With the concept of Theistic Evolution, one would need to accept that the tender, minute touches of intervention are placed by the same being who saw the need to create a cruel world. It is a world of beauty, yes, but perhaps beauty is all the more precious to us because we know that in large part we will all die and so will all of our fellow life.
This solves one of Epicurus’ riddles, doesn’t it?
“Either God wants to abolish evil, and cannot; or he can, but does not want to. If he wants to, but cannot, he is impotent. If he can, but does not want to, he is wicked. If God can abolish evil, and God really wants to do it, why is there evil in the world?”
There is, for the theistic evolutionist, evil in the world because life demands it. Augustine answered to Epicurus by saying that Epicurus had ignored the benefits of suffering in the world. Indeed, Augustine’s answer is crucial to Catholic theology; it is the idea that one must die in some symbolic way (perhaps to materialism,) in order to be “reborn in Christ.” That’s not the precise wording of Augustine, but it was the thrust of several of the youth “Teens Encounter Christ” retreats I joined when I was in my teens. It’s also illustrative of the myth of Jesus’ death and reincarnation. He died to give us the chance for new life in him. Rather than dying cruelly to be reborn, we only need to accept his sacrifice; like the grain of wheat that must “die” and be buried in order to give life to a new wheat stalk. (John 12:24.)
I have been reading a new article by Jerry Coyne in The New Republic, which is a dual book review. In the best tradition of literary criticism Coyne does far more than give a thumbs up or thumbs down of the books he has read. He is also approaching his understanding of the concepts of the books. In this case he reviews these books (c -and p because I am getting exhausted and don’t want to create footnotes:)
Saving Darwin: How to be a Christian and Believe in Evolution
By Karl W. Giberson
(HarperOne, 248 pp., $24.95)Only A Theory: Evolution and the Battle for America’s Soul
By Kenneth R. Miller
(Viking, 244 pp., $25.95)
Coyne says that both books miss the mark on Science-Religion and looks to Gould for help, but even the Non-Overlapping Magisteria are not helpful becaue the NOMA only says that each science and religion should ignore each other.

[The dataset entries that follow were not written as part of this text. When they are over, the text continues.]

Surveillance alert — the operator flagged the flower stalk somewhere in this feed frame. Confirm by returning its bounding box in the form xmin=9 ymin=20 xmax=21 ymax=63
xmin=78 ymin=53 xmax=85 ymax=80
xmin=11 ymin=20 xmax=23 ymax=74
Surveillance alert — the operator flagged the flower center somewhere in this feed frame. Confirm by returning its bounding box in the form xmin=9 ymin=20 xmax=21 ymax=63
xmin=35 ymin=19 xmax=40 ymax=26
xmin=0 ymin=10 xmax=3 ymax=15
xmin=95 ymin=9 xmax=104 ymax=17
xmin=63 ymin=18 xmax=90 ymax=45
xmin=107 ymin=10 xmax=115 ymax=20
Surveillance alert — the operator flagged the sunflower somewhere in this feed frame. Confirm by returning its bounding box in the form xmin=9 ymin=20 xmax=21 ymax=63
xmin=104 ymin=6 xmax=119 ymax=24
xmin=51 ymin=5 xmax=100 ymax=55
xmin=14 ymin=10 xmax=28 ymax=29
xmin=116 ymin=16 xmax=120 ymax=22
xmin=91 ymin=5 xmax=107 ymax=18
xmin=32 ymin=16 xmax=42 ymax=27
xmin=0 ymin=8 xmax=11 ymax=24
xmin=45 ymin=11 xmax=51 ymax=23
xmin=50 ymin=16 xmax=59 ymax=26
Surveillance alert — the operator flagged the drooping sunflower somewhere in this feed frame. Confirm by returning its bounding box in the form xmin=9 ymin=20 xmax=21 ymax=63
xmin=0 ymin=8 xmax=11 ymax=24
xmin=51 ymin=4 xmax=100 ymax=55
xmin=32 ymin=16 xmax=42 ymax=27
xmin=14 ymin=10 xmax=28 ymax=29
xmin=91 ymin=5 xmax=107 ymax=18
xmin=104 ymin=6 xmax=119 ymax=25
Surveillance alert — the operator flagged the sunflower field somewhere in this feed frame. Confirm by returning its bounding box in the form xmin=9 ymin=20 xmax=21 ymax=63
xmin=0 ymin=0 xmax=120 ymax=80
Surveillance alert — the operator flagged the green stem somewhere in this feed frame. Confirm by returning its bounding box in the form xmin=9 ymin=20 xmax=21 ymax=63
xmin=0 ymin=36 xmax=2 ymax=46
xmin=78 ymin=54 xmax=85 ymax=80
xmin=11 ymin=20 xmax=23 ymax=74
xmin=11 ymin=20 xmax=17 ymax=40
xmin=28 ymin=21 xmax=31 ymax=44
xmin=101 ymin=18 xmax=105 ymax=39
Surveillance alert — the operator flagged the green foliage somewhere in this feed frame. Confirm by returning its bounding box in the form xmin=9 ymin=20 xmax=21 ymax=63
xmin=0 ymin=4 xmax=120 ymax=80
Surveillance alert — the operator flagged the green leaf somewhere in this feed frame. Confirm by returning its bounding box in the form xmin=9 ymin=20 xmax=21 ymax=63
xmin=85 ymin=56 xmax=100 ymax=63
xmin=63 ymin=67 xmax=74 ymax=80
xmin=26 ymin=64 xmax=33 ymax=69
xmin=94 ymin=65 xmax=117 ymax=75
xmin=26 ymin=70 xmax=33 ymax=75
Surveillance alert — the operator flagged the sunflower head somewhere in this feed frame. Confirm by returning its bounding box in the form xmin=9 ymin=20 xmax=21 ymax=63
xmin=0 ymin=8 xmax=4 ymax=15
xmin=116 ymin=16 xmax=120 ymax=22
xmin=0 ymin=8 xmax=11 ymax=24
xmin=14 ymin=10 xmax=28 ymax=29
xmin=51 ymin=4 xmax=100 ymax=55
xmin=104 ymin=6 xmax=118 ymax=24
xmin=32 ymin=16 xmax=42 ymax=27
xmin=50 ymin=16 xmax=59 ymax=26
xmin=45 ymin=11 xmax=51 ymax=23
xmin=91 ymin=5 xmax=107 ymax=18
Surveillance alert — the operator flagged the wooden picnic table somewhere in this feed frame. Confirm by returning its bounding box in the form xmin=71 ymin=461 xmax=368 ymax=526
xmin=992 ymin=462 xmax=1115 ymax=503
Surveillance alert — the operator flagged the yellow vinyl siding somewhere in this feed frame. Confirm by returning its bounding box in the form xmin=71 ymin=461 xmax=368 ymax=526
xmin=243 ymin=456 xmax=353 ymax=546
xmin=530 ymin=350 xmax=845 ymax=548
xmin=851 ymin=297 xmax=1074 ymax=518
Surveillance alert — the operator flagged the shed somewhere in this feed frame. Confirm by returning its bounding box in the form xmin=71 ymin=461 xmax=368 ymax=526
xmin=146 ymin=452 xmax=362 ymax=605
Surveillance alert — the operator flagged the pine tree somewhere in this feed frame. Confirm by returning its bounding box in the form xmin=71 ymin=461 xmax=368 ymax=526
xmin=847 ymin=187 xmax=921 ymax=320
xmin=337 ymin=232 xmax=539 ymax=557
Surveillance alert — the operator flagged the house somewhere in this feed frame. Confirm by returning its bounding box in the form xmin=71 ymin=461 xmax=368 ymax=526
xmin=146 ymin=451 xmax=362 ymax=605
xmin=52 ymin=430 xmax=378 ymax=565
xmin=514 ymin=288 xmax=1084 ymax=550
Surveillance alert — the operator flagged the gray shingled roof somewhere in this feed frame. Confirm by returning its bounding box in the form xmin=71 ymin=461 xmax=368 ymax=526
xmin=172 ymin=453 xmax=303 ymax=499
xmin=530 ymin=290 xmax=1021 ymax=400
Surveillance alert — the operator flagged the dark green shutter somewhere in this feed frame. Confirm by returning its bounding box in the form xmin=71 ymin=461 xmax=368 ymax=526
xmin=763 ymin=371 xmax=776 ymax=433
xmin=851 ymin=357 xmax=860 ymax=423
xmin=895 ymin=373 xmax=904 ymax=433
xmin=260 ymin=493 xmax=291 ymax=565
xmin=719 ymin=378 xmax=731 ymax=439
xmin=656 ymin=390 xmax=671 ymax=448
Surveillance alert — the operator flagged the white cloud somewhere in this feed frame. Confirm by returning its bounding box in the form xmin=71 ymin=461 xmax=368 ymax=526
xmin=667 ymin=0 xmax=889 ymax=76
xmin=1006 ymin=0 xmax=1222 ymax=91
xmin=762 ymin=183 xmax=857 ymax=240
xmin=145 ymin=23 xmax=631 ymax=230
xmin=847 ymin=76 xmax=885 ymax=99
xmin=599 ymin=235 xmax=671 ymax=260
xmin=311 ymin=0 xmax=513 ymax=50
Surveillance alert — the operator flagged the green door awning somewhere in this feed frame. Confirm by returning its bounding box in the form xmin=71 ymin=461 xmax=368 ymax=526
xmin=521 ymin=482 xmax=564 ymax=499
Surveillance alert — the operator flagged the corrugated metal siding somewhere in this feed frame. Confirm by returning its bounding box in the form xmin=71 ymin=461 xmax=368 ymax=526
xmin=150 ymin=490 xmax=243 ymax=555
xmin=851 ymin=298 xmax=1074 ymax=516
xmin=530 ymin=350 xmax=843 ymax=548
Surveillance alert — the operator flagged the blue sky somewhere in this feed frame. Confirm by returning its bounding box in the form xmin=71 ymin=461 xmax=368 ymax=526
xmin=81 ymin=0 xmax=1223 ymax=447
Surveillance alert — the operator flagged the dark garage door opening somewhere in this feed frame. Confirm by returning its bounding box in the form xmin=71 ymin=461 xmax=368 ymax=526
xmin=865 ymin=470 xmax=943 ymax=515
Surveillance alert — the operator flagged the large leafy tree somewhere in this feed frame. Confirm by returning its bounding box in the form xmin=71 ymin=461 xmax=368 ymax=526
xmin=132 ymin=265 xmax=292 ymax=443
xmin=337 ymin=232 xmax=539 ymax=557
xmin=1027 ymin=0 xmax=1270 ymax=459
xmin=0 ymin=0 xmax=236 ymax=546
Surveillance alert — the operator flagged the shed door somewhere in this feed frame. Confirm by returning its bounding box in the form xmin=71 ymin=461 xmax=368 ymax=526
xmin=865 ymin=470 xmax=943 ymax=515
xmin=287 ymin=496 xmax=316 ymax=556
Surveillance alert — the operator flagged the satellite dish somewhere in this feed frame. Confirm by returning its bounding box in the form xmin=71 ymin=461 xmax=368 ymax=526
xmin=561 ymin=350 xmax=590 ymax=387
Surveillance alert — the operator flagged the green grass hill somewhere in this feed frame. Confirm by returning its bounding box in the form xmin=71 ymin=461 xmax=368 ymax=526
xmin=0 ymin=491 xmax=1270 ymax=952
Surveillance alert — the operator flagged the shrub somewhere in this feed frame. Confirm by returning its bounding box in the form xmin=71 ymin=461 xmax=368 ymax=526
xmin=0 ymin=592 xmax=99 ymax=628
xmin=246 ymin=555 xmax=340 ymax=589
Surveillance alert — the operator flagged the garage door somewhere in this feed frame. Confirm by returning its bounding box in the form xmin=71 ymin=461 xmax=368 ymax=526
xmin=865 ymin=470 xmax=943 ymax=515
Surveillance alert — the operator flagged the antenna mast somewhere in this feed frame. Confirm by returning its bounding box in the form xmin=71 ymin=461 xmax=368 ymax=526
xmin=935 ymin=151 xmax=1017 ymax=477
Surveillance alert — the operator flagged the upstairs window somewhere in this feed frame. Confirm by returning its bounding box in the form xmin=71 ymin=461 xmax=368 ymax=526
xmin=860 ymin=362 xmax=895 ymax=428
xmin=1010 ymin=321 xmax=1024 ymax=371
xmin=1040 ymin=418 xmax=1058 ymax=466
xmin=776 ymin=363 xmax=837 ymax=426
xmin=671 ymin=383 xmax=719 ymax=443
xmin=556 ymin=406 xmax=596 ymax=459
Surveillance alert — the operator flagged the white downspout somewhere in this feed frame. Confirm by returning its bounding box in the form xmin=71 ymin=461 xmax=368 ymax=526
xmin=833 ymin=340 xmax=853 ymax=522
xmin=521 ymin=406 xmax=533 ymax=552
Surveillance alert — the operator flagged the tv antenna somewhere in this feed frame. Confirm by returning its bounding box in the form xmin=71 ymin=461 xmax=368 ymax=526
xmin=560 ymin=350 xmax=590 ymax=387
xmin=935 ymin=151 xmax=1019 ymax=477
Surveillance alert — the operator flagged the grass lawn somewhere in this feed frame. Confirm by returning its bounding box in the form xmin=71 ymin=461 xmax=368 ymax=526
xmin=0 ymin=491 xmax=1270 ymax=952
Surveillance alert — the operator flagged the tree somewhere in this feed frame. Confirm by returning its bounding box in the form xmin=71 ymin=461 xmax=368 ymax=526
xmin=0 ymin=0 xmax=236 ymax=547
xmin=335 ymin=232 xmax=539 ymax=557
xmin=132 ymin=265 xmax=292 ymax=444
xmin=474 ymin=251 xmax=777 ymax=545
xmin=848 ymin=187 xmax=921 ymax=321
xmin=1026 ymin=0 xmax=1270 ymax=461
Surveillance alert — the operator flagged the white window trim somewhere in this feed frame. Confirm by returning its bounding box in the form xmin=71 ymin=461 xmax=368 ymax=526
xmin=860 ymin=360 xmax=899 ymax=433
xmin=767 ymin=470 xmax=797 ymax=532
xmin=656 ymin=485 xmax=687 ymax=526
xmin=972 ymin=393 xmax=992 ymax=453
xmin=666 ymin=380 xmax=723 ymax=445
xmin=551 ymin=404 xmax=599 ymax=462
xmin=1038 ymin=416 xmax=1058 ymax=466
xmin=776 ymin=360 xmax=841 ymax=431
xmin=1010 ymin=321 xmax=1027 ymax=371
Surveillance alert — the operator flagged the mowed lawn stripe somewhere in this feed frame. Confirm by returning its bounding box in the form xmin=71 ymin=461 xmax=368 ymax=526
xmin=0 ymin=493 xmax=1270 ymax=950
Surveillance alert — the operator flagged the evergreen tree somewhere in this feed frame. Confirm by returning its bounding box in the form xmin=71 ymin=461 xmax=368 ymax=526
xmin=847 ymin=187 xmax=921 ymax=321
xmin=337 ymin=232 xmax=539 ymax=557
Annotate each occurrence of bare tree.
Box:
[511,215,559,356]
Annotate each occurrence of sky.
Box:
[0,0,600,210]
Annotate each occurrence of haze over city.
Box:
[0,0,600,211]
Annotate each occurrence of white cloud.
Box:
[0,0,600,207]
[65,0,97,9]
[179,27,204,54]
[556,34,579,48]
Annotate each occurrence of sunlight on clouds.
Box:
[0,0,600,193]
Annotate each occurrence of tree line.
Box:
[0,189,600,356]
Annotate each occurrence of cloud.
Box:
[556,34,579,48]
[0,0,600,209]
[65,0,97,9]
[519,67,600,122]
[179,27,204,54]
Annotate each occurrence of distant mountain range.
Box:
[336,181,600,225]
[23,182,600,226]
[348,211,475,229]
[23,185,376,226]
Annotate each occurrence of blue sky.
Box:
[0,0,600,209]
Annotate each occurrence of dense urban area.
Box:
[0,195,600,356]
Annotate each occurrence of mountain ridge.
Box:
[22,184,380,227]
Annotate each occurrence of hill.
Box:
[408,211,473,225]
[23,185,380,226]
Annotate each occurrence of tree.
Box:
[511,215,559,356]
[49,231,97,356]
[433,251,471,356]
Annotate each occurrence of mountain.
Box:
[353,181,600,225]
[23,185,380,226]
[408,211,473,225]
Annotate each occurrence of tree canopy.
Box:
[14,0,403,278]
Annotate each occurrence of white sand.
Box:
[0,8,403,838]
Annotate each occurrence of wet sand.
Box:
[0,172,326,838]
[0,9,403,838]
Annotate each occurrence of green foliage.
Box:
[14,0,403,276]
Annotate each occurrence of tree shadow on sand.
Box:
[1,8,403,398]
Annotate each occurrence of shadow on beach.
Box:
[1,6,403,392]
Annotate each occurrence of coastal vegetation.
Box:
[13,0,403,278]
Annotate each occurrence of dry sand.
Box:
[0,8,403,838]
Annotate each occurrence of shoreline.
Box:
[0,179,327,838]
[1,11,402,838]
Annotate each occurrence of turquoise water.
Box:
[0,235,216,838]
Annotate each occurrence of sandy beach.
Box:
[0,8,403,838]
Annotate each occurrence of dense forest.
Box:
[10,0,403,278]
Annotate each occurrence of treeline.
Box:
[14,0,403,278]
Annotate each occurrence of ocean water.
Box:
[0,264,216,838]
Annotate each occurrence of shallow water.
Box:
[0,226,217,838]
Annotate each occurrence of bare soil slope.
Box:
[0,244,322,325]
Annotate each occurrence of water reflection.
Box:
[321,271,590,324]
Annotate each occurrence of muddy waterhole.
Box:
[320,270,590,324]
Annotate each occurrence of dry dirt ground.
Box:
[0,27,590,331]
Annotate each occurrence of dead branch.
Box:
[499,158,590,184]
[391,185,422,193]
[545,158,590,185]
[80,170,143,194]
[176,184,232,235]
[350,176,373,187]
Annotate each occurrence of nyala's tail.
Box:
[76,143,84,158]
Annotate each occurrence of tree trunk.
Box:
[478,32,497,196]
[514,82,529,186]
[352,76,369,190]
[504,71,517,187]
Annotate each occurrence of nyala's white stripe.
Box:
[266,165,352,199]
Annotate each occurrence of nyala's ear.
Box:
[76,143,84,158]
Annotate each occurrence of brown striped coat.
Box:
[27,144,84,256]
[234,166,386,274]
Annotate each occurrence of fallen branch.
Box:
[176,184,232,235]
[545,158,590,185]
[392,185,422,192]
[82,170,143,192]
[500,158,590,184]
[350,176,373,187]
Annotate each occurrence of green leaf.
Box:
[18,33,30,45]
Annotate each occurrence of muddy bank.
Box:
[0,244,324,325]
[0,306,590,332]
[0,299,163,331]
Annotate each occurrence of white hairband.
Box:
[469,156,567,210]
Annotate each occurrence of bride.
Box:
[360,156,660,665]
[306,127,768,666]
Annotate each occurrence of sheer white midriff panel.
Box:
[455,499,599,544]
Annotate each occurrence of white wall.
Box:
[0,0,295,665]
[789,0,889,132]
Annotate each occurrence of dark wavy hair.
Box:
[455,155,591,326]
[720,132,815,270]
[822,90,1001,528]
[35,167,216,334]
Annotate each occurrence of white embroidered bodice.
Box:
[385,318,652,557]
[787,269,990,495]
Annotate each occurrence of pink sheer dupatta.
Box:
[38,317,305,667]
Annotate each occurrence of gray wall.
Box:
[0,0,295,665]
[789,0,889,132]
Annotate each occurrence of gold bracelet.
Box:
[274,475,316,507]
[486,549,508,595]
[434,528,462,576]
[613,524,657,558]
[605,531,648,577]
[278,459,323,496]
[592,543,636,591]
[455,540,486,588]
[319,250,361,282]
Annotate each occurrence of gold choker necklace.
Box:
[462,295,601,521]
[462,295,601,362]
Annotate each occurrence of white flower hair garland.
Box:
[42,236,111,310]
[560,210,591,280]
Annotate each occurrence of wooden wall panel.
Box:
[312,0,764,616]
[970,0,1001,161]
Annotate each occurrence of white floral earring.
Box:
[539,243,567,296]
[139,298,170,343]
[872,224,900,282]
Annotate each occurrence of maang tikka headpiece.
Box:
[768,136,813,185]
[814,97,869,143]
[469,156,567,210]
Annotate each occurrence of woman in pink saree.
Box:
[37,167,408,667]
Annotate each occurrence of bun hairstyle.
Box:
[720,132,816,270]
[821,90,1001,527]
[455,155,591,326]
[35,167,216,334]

As Alden said in response to Anastasia’s post , “..because, for Theists, there are no purely secular events.” Perhaps for theists, there can be no secular science.
The observable world makes so much more sense without using God as any explanation. Coyne relates the story of Napoleon and LaPlace:
Scientists do indeed rely on materialistic explanations of nature, but it is important to understand that this is not an a priori philosophical commitment. It is, rather, the best research strategy that has evolved from our long-standing experience with nature. There was a time when God was a part of science. Newton thought that his research on physics helped clarify God’s celestial plan. So did Linnaeus, the Swedish botanist who devised our current scheme for organizing species. But over centuries of research we have learned that the idea “God did it” has never advanced our understanding of nature an iota, and that is why we abandoned it. In the early 1800s, the French mathematician Laplace presented Napoleon with a copy of his great five-volume work on the solar system, the Mechanique Celeste. Aware that the books contained no mention of God, Napoleon taunted him, “Monsieur Laplace, they tell me you have written this large book on the system of the universe, and have never even mentioned its Creator.” Laplace answered, famously and brusquely: “Je n’avais pas besoin de cette hypothese-la,” “I have had no need of that hypothesis.” And scientists have not needed it since.
Certain dispensers of modernism would do well to remember that science does not exist to displace the need for an active creator. It just happens to work out that way.
This is, after all, a finely-tuned universe.